Cavitation is a phenomenon closely related to cavitation. When the liquid with bubbles into the high-pressure region, under the action of high pressure, the bubbles will quickly rupture or shrink dramatically, and then re-condense into liquid. The space occupied by the original bubble will instantly form a local vacuum, the surrounding liquid mass will be very high speed to fill this space, mass collision between each other to form a local high pressure, which in turn produces a hydraulic shock. If this localized hydraulic shock acts on the surface of the part, it will cause damage to the metal surface, resulting in corrosion of the metal surface. This corrosion phenomenon caused by cavitation is called cavitation.

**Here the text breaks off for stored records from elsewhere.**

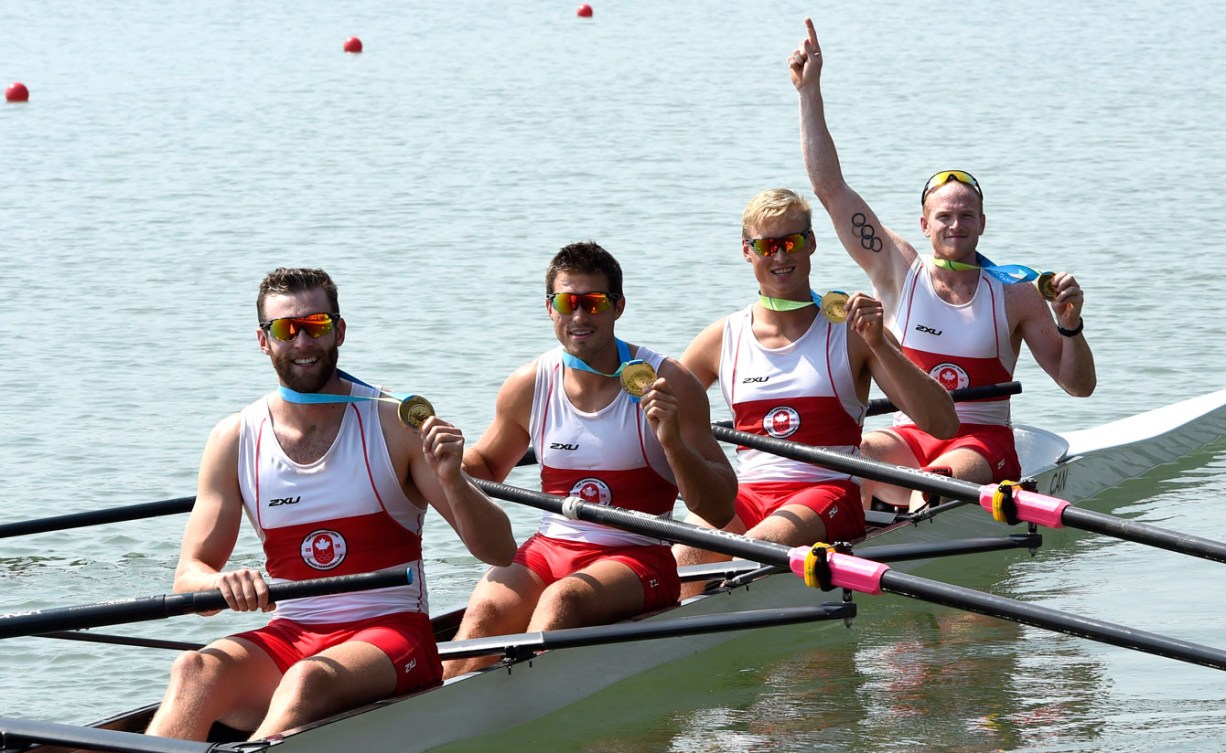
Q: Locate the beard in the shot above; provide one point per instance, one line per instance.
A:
(303, 380)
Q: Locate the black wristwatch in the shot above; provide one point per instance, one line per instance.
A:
(1074, 332)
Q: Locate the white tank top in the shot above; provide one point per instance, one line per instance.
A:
(609, 456)
(345, 513)
(802, 391)
(959, 346)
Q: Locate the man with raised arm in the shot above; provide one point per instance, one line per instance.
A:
(796, 364)
(954, 313)
(612, 423)
(334, 485)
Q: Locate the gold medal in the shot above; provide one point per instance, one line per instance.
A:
(834, 305)
(1046, 286)
(413, 411)
(636, 378)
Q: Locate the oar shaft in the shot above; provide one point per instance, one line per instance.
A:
(849, 572)
(647, 525)
(169, 605)
(17, 733)
(76, 520)
(525, 644)
(913, 478)
(1029, 507)
(882, 405)
(1051, 619)
(1143, 532)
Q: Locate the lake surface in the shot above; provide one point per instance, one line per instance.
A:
(171, 155)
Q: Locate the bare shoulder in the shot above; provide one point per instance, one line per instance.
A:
(1023, 303)
(224, 433)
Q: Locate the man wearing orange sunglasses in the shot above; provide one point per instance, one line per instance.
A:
(606, 428)
(951, 310)
(796, 367)
(335, 485)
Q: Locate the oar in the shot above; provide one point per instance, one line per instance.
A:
(882, 405)
(879, 405)
(76, 520)
(857, 574)
(19, 733)
(521, 645)
(1021, 504)
(169, 605)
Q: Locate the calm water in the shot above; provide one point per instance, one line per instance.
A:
(173, 153)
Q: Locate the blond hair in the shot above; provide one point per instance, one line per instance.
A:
(774, 204)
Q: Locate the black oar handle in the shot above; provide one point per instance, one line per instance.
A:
(169, 605)
(882, 405)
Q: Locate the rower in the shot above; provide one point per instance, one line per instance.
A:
(612, 423)
(797, 366)
(335, 475)
(958, 315)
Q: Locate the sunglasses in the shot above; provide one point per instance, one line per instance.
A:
(316, 325)
(769, 247)
(592, 303)
(944, 177)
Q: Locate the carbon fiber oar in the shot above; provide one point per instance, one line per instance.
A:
(822, 567)
(171, 605)
(1008, 505)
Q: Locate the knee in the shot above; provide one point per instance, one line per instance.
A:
(193, 668)
(309, 678)
(562, 605)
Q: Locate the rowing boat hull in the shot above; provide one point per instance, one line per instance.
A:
(1074, 466)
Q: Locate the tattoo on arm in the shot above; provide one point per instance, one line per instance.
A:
(868, 238)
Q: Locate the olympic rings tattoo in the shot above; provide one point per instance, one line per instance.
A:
(868, 239)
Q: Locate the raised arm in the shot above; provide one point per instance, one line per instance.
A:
(213, 526)
(1066, 358)
(677, 410)
(883, 254)
(916, 394)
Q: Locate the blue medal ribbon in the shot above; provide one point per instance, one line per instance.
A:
(623, 356)
(324, 397)
(1008, 274)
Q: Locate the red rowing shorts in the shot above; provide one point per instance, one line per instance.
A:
(836, 502)
(992, 442)
(405, 637)
(555, 558)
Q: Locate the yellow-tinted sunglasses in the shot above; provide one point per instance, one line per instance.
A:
(944, 177)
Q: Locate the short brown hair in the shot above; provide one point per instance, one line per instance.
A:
(585, 258)
(283, 281)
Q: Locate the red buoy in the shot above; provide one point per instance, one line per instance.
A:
(16, 92)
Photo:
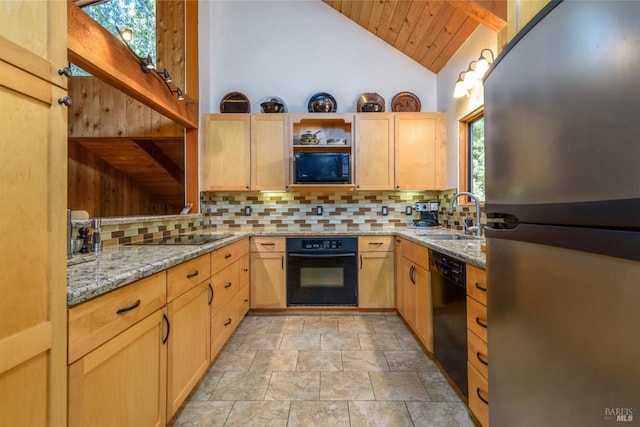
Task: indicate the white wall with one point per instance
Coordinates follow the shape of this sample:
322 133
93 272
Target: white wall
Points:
293 49
458 108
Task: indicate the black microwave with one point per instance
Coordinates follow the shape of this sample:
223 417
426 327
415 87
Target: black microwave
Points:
322 167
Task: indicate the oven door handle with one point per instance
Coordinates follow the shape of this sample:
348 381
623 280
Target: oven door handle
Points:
341 255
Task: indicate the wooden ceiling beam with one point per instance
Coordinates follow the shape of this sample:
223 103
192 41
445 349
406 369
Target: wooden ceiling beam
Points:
492 13
96 50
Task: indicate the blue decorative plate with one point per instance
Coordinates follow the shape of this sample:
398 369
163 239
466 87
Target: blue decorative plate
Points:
322 102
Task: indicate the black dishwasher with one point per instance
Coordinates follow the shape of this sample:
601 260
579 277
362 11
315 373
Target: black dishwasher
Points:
449 299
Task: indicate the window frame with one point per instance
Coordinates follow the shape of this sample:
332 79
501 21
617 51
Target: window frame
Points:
464 168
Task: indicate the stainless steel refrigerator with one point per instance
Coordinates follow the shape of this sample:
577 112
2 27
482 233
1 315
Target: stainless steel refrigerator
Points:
562 117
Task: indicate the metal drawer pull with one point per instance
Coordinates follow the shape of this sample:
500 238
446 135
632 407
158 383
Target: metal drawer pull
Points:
482 358
486 401
131 307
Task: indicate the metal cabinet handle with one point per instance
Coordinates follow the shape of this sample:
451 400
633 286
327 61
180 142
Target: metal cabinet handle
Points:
481 322
486 401
166 319
482 358
131 307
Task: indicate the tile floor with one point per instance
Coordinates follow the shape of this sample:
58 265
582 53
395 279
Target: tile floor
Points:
323 369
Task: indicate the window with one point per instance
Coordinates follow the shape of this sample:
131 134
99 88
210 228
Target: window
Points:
472 154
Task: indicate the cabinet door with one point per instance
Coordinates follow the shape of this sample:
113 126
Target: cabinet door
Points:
225 155
374 151
122 382
188 345
421 151
33 143
269 152
375 280
424 317
268 286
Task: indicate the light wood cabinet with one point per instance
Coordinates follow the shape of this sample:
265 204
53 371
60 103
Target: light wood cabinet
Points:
420 151
376 272
189 315
268 274
123 381
226 152
477 354
374 136
33 143
269 153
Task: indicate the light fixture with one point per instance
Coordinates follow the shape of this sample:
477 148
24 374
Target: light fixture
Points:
460 89
147 65
482 65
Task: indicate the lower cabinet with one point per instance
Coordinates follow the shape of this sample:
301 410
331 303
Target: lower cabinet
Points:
477 355
122 382
376 272
268 273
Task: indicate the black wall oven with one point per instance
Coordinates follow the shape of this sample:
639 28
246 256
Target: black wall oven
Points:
322 272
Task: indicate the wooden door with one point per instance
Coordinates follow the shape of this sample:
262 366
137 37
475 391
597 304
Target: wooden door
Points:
33 147
122 382
421 151
268 286
225 153
269 152
188 345
374 136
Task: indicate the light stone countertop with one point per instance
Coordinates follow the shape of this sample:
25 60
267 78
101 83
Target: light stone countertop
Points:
91 275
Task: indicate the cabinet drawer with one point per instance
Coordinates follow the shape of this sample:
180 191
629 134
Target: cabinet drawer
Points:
478 395
225 256
187 275
477 353
95 321
477 284
375 244
477 318
416 253
267 244
225 286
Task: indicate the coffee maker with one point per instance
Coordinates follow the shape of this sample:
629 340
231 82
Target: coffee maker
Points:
427 214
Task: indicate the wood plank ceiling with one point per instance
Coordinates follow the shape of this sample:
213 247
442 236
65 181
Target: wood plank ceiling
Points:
428 31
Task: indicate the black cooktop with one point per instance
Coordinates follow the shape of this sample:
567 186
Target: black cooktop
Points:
183 239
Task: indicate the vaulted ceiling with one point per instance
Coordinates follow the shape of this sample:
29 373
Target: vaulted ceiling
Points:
428 31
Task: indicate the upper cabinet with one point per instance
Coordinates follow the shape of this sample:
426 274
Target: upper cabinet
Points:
420 151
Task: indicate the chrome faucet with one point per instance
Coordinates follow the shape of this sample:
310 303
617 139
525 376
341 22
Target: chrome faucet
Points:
473 228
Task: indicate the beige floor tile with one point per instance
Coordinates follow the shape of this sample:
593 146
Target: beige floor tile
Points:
440 414
202 413
264 413
379 342
398 386
294 386
242 386
379 414
320 414
275 360
364 361
342 341
323 360
300 342
345 386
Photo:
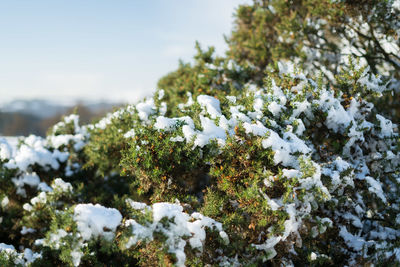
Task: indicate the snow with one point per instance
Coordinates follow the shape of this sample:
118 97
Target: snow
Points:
96 220
275 108
60 185
386 126
283 148
130 134
211 104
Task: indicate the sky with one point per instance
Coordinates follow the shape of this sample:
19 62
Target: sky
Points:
100 50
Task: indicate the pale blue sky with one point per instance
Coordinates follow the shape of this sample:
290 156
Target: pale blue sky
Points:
102 50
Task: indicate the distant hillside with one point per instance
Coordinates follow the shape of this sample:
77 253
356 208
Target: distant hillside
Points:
25 117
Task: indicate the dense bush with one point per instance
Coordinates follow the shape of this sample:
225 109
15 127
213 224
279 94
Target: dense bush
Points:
227 166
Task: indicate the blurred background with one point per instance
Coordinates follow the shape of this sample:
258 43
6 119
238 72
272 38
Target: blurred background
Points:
91 56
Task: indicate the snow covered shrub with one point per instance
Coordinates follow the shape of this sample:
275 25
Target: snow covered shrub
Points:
232 164
288 172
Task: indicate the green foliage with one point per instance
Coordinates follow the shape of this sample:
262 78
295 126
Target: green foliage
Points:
242 160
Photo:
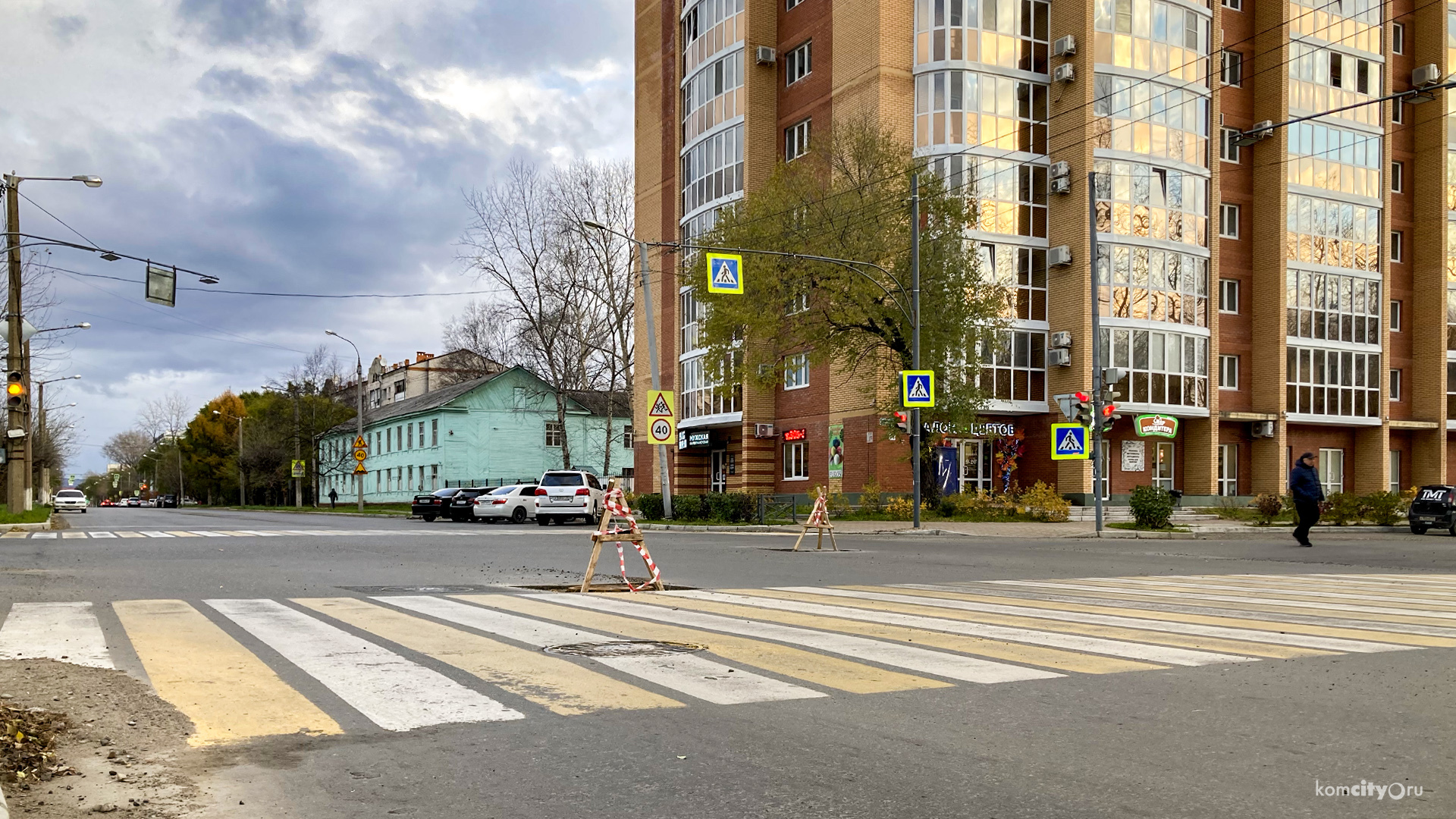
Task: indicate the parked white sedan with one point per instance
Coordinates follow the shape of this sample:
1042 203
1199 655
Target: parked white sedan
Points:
514 503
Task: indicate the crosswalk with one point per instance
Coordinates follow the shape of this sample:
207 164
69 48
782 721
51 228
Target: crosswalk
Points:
86 534
402 662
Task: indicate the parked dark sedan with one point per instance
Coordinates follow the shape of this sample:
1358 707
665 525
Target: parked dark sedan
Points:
433 504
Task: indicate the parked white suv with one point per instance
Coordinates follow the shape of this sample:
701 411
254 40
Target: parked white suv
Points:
563 494
71 499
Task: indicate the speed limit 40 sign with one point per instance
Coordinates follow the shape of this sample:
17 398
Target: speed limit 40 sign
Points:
661 420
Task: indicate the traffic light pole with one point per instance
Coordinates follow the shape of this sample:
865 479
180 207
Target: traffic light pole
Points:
1097 356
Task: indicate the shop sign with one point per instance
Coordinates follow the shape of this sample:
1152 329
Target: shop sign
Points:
1156 426
693 439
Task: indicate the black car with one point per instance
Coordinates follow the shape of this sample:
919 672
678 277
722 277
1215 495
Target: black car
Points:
1435 506
433 504
462 504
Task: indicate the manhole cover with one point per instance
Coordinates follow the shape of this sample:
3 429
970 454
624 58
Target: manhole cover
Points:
626 649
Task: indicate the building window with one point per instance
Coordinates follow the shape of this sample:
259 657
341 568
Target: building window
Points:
1332 382
1228 295
1228 372
795 140
1232 69
1228 149
1228 469
797 371
1228 221
1332 471
797 64
795 466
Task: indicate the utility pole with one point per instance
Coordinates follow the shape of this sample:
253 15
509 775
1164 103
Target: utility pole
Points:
915 335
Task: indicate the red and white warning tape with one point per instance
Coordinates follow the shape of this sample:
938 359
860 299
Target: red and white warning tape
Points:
618 507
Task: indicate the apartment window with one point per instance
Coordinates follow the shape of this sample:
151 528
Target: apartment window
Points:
795 466
797 64
797 371
1228 469
1228 372
1232 69
795 140
1228 149
1229 222
1228 295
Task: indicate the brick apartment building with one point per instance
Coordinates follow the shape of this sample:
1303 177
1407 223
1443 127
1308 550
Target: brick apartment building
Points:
1293 295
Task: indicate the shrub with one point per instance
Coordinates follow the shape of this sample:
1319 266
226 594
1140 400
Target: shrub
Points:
1269 507
1152 507
1043 503
1383 507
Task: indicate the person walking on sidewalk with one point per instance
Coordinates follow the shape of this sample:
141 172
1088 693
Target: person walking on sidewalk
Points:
1304 484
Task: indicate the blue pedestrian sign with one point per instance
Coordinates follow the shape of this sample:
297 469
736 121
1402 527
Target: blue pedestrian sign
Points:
918 388
1069 442
724 273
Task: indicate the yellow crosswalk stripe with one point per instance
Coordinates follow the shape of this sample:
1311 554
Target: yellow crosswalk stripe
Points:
224 689
965 645
1109 632
830 672
557 684
1175 617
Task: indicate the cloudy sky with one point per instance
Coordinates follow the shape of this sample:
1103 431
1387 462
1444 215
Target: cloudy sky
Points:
302 146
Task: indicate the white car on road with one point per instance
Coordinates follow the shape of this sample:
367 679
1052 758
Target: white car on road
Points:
514 503
563 494
73 500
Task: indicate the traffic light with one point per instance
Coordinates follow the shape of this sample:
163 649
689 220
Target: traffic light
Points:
15 390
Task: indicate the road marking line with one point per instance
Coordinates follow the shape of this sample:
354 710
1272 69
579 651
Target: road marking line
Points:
1241 635
394 692
58 632
558 684
688 673
1307 624
820 670
924 661
224 689
739 604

Cavitation and cavitation phenomenon in the hydraulic system is more common, will bring many adverse effects to the system. For example, they will reduce the efficiency of the system, resulting in energy loss; will cause wear and damage to the hydraulic components, shortening their service life; may also cause system vibration and noise, affecting the stability and reliability of the system.

In order to reduce or avoid the occurrence of cavitation and cavitation phenomena, a series of measures need to be taken in engineering design and practical application. For example, the reasonable design of pipelines and hydraulic components of the structure, optimize the parameters of the system; to ensure that the suction port of the oil pump has a sufficient pipe diameter and appropriate oil flow rate; control oil temperature, to prevent the oil temperature is too high resulting in an increase in the vapor pressure of the oil; and in the system to set up a suitable venting device, to exclude the mixed air in a timely manner, etc..

In short, cavitation and cavitation phenomenon is an important problem that needs to be paid attention to and solved in the liquid flow system. Only in-depth understanding of the principle and impact of its generation, and take effective preventive measures to protect the normal operation of the system and extend the service life of the equipment.